Total darkness will not occur until sometime in June, and it will last for about six weeks. We have an hour or so of dark dusk, near noon. Today, I could distinguish the glaciers on the Royal Society Mountains, and the boundary between the snow-covered sea ice and the open water.
When the sea ice is open, forced open by gale-force winds blowing 50 knots or higher, or broken up by the ice breaker during the summer months, one can often see emperor or Adelie penguins at Hut Point. In addition to the penguins, I have seen Waddell seals, and Orca and Minke whales from Hut Point. The only other animal I have seen here in Antarctica is the skua, a gray seagull that is a scavenger. No pets are allowed here, although I heard once of somebody having some goldfish. At the New Zealand Scott Base, two miles from McMurdo, there used to be dogs for driving dogsleds, but they left the Ice about 1987.
The next paragraph on waste management is courtesy of Beth Sheid: "The garbage that is produced here in McMurdo is segregated into different categories and packaged to be shipped back to the US for recycling and disposal.
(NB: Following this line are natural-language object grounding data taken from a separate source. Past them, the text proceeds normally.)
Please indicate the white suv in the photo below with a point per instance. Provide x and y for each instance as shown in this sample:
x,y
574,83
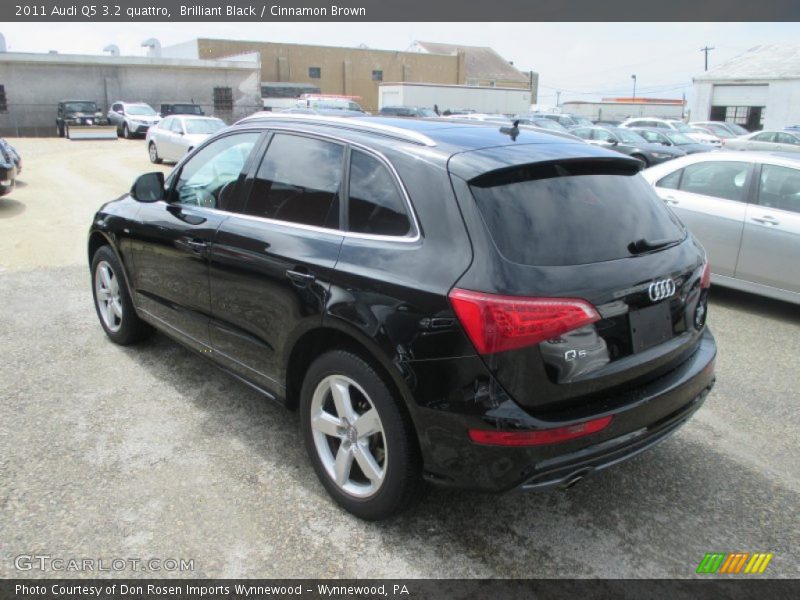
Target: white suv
x,y
676,125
We segregate it into topics like burnable, plastic, cardboard, light metal, heavy metal, construction debris. Then, the waste management people pack it up into large cardboard boxes and when the ship comes in, in January, it will be transported to the state of Washington. This state has one of the highest percentages for recycled items. If it is cloths or usable items, they go into the "Skua Pile". There is at least one in every dorm, and this is where we do our "free shopping - if you like it, it's yours"."
Hope this helps in answering the questions. Have a good summer, everyone!